A dissertation submitted in partial fulfillment of the requirements for the degree of Doctor of Philosophy, University of Washington, 2016. To download and read in full, CLICK HERE. to access through the University of Washington’s ResearchWorks Archive.
Background: Many individuals with cerebral palsy (CP) and stroke are prescribed ankle foot orthoses
(AFOs) for use during daily life. AFOs have been shown to improve pathologic gait and walking
speed in CP and stroke by providing support and alignment. There are many different types of
AFOs available such as posterior leaf spring AFOs, rigid AFOs, and articulated AFOs. Further,
there are many parameters that can be customized or tuned for each type of AFO, such as
stiffness, heel height, shank to vertical angle, and foot plate length. However, how different types
of AFOs and the customization of specific parameters impact muscle function remains unclear.

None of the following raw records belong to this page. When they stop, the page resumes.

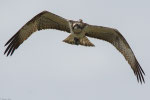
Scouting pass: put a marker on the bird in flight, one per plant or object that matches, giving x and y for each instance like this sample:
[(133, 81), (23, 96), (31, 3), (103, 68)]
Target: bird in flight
[(79, 31)]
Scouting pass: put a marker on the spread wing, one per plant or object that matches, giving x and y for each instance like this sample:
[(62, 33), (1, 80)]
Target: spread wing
[(44, 20), (114, 37)]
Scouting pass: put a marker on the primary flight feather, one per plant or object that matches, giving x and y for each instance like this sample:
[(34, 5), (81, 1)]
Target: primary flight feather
[(79, 30)]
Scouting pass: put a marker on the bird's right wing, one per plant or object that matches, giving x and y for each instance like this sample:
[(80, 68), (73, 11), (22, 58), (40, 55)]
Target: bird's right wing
[(44, 20)]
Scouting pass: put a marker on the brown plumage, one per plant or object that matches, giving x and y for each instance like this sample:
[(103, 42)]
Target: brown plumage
[(79, 31)]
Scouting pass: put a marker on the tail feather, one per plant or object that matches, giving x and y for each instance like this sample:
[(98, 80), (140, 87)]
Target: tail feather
[(83, 41)]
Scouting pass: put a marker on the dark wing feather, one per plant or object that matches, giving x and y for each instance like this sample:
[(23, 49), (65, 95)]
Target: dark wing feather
[(44, 20), (114, 37)]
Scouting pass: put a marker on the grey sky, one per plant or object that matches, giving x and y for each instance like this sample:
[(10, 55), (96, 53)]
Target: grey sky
[(45, 68)]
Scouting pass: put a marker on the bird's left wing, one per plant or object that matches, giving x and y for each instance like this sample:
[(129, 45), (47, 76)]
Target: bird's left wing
[(114, 37), (44, 20)]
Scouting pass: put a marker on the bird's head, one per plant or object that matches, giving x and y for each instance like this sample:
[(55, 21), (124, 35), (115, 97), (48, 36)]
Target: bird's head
[(78, 25)]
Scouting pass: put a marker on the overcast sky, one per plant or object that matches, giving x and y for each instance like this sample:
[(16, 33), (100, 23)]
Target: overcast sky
[(45, 68)]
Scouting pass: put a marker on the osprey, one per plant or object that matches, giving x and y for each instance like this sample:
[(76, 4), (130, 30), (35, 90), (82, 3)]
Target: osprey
[(79, 32)]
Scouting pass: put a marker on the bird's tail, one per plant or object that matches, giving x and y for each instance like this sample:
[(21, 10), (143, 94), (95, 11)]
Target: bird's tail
[(83, 41)]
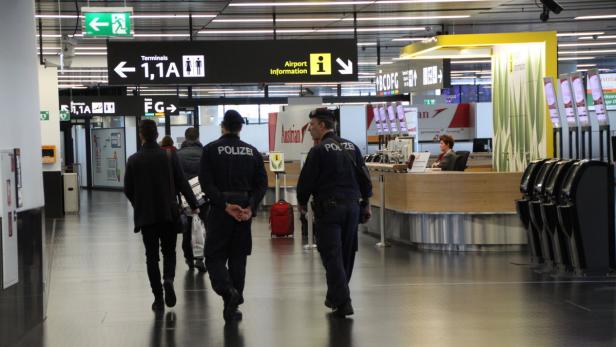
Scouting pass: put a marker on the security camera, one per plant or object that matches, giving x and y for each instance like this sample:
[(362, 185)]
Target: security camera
[(549, 5), (552, 5)]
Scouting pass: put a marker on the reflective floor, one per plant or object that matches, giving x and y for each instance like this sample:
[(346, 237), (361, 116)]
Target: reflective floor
[(99, 295)]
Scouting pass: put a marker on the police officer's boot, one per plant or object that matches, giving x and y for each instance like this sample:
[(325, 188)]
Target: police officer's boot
[(232, 301), (344, 310), (159, 303)]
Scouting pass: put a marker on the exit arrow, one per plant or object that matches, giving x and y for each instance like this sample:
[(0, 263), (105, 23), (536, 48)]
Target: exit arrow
[(347, 69), (120, 69), (95, 24)]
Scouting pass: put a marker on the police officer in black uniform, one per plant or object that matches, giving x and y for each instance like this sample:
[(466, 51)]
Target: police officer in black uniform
[(233, 176), (331, 174)]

Purpose: The goals of this dissertation were to evaluate how different types of AFOs and different
tuning parameters impact gait kinematics and muscle function. Of particular interest is the
gastrocnemius, a key muscle that crosses the knee and ankle joints and is commonly tight among
individuals with CP or stroke. Gastrocnemius operating length, defined as the total muscle and
tendon length during a functional activity, influences ankle and knee kinematics during gait.
Results/Discussion: This dissertation provides important evidence for how humans adapt to various AFO
properties and suggests important implications for the design and prescription of AFOs. This
work provides a quantitative evaluation of how AFOs impact musculotendon dynamics among
individuals with stroke (Aim 1) and cerebral palsy (Aim 2). The fabrication methods in Aim 3
creates a powerful and flexible research platform for evaluating AFO design, which may be
extended to fabrication of AFOs for daily use with further improvements in additive
manufacturing materials and methods. The final study (Aim 4), provides the first experimental
evidence combining ultrasound and musculoskeletal modeling to understand how muscle and
tendon length are impacted by AFO design. These evaluations provide guidance for future AFO
design and prescription that can not only augment human mobility for unimpaired individuals,
but also provide improve metrics for improving function and guiding rehabilitation for
individuals with neurologic impairments.